Several government agencies, ranging from the office of Buffalo Mayor Byron W. Brown to the Buffalo Municipal Housing Authority to the state DOT, either did not respond to inquiries about the stimulus money they received, or did not respond until the deadline for this story had passed.
Nevertheless, Cheryl Arvidson, a spokesperson for the Recovery Accountability and Transparency Board, noted that the information that the federal government had gathered and released about the stimulus projects was unprecedented.
“Never, ever, has anyone who received federal money been held accountable in this way,” she said.
The data available at www.recovery.gov far outstrips that which was ever publicly available about other federal expenditures. Each of the thousands of listings shows how much money was allocated, how much has been received, and how much was spent. A list of the Erie and Niagara county projects, compiled from the federal web site, is available online at www.buffalonews.com . Some of the details are missing because the recipients of the aid did not supply them to the government.
Failure to keep up
The most relevant detail to politicians is that while the stimulus bill was billed as a jobs creator, the nation’s unemployment rate increased to 10.2 percent — the highest rate in 26 years — in October.

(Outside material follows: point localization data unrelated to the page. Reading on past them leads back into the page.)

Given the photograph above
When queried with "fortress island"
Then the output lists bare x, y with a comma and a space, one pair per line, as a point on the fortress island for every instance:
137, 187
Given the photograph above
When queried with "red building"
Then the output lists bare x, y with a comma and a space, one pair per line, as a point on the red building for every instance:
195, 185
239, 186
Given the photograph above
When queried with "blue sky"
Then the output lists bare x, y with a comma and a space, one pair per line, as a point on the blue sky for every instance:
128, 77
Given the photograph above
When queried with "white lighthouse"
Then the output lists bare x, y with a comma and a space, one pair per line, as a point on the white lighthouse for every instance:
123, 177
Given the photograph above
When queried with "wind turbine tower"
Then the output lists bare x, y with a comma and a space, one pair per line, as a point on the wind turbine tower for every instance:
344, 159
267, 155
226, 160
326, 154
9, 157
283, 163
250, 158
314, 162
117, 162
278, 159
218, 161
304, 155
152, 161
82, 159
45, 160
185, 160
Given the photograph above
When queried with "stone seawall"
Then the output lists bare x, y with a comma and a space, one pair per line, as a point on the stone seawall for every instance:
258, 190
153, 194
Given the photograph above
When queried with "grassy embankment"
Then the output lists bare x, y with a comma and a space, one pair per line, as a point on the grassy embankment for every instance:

The stimulus bill simply has not been able to keep up with the pace of job losses in the overall economy. The recovery board reports that the bill has saved or created 640,329 jobs— while the Labor Department said the economy shed 589,000 jobs between September and October alone.
“More debt, more spending, higher taxes and growing the size of government clearly has not worked,” Senate Republican Leader Mitch McConnell of Kentucky said on Friday.
Democrats reacted in a more modulated way.
“While the stock market has rebounded and we’ve begun to make long-term stimulus investments in infrastructure and energy projects, we are not creating jobs fast enough and must take additional, immediate steps to help save and create jobs,” Sen. Kirsten E. Gillibrand, D-N. Y., said.
Gillibrand said the business tax cuts and the extension of unemployment benefits and the first-time homebuyer tax credit, which Congress finalized last week, would help boost the economy, and President Obama said the same thing.
“History tells us that job growth always lags behind economic growth, which is why we have to continue to pursue measures that will create new jobs,” Obama said in his first remarks on the higher unemployment rate.
Obama, who said in February that the bill would create up to 4 million jobs over two years, never mentioned the stimulus in those remarks on Friday.
Then again, it’s possible he will be crowing about it in the coming months, as the bill fully takes effect.
Nationwide, of the $158.7 billion in stimulus money that had been awarded as of Sept. 30, only $36.7 billion had been sent to its recipients.
“Criticism that infrastructure spending funded by the stimulus has been slow to get started is valid,” Mark Zandi, of Moody’s Economy.com, told the congressional Joint Economic Committee recently. But this is partly because safeguards against funding unproductive or politically driven projects have slowed things down.”
Spending on stimulus-funded infrastructure projects is picking up now, and could give the economy a strong boost next year, said Zandi, who, like many economists, credits the stimulus bill’s aid with stopping the economic free-fall of earlier this year.
While there had been an early emphasis in the stimulus debate on moving the money out quickly, Higgins said that idea was stymied when it was decided to funnel the money through state governments, adding an extra step to the process.
And federal officials indicated they were simply being careful about doling the money out to its recipients.
“It will get there,” Arvidson said. “If you rush the money out, you could have more problems.”